Islamabad : Security forces and Islamic militants Monday reached a ceasefire, a day after bloody clashes left at least 37 people dead and scores injured in Pakistan’s volatile north-western Valley of Swat, officials said.
“The sides have agreed on ceasefire and the exchange of fire between them has stopped now,” Inspector General of Police of the North-West Frontier Province (NWFP) Mohammed Sharif Virk told Geo news channel.
However, he was not sure how long the truce would last.
Earlier, the militants’ spokesman, Maulana Sirajuddin, said Federal Minister for Political Affairs Amir Muqam had contacted them for the ceasefire and they agreed to it.
“The two sides will exchange the bodies and move their injured to the hospitals,” he added.

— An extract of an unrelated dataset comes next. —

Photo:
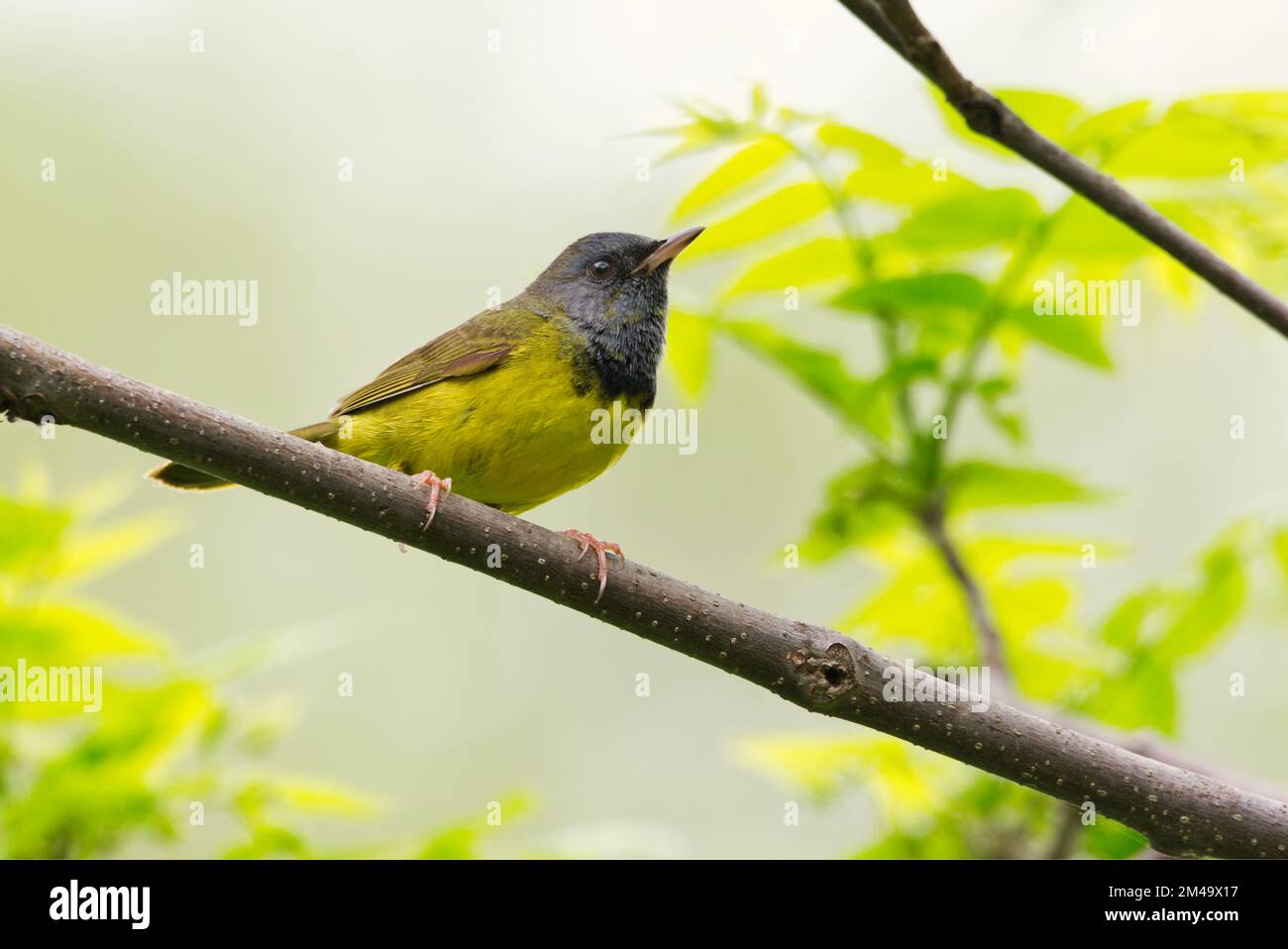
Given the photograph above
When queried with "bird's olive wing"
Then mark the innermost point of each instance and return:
(473, 347)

The truce came hours after paramilitary troops shelled the hideout of the armed supporters of radical cleric Maulana Fazlullah, who has instigated Islamic rebellion through his illegal radio station in Swat, located some 160 km from the North-West Frontier Province (NWFP) capital Peshawar.
At least 17 militants were killed and more than 20 injured in the Sunday assault when military helicopter gun ships provided aerial support to the ground troops, Geo news channel reported.

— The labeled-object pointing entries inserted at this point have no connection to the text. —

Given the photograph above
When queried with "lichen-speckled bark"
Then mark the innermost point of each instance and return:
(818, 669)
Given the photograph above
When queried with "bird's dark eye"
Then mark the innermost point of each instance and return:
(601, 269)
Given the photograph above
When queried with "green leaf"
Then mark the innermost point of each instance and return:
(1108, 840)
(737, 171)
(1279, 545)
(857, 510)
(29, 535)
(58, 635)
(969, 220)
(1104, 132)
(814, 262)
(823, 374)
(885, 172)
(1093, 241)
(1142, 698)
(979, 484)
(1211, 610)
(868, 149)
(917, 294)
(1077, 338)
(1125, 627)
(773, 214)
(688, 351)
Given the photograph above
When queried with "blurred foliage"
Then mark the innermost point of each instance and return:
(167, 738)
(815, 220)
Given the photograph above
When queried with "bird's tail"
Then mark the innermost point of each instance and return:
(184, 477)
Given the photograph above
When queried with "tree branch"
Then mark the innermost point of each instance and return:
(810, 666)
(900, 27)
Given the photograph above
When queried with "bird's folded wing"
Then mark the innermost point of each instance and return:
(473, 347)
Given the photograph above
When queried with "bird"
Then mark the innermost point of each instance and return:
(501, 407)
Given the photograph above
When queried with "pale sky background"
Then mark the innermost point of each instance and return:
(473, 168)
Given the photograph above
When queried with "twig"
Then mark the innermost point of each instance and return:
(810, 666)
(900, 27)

Army spokesman Major General Waheed Arshad confirmed the deaths of 10 militants.
“These people were terrorizing and killing innocent civilians and they have got what they deserved,” he told DPA Sunday.

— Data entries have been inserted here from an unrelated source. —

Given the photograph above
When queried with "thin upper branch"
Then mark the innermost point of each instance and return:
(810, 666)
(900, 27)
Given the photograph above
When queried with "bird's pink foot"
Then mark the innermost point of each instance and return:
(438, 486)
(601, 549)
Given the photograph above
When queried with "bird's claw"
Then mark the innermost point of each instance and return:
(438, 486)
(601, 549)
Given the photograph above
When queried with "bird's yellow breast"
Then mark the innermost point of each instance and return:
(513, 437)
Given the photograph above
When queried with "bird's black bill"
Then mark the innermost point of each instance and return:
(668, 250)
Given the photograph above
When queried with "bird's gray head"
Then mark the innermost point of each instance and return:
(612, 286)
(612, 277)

The rebel forces responded to the action with heavy rocket fire and several ambushes on law enforcers, leaving at least 11 of them dead.
The militants beheaded six people who had been kidnapped from different parts of the valley over suspicion of spying for the authorities, while three civilians were killed when a mortar shell landed in a residential area.
Twenty-two civilians, including two journalists, were also wounded by the exchange of fire that continued for several hours.
The clashes resumed Sunday midday following a temporary ceasefire of around 12 hours when security forces received insurgent fire as they left the village of Fizaghat to relocate to the Charbagh area, situated close to the stronghold of the fanatical cleric.
But intermittent violence had been going on since Friday after security forces laid siege to Fazlullah’s seminary in the village of Imam Dheri following a suicide attack on a paramilitary truck that killed 25 people, including 19 soldiers.
The bombing was in response to the government’s deployment of 2,500 additional troops in the turbulent region to counter Fazlullah’s efforts for the enforcement of Taliban rule in Swat by establishing Islamic courts and a 400-strong Shaheen Commando Force.
The firebrand cleric declared holy war on government troops after army commandos stormed radicals in Islamabad’s Red Mosque in July. Since then dozens of security personnel have been killed in retaliatory attacks in Swat and surrounding areas.
The rising militancy in Swat is evidence of the fast spread of the Taliban ideology into the settled area of NWFP from tribal areas.
Al Qaeda and Taliban fighters have strongholds in the region, where they fled after US-led international forces invaded Afghanistan in 2001.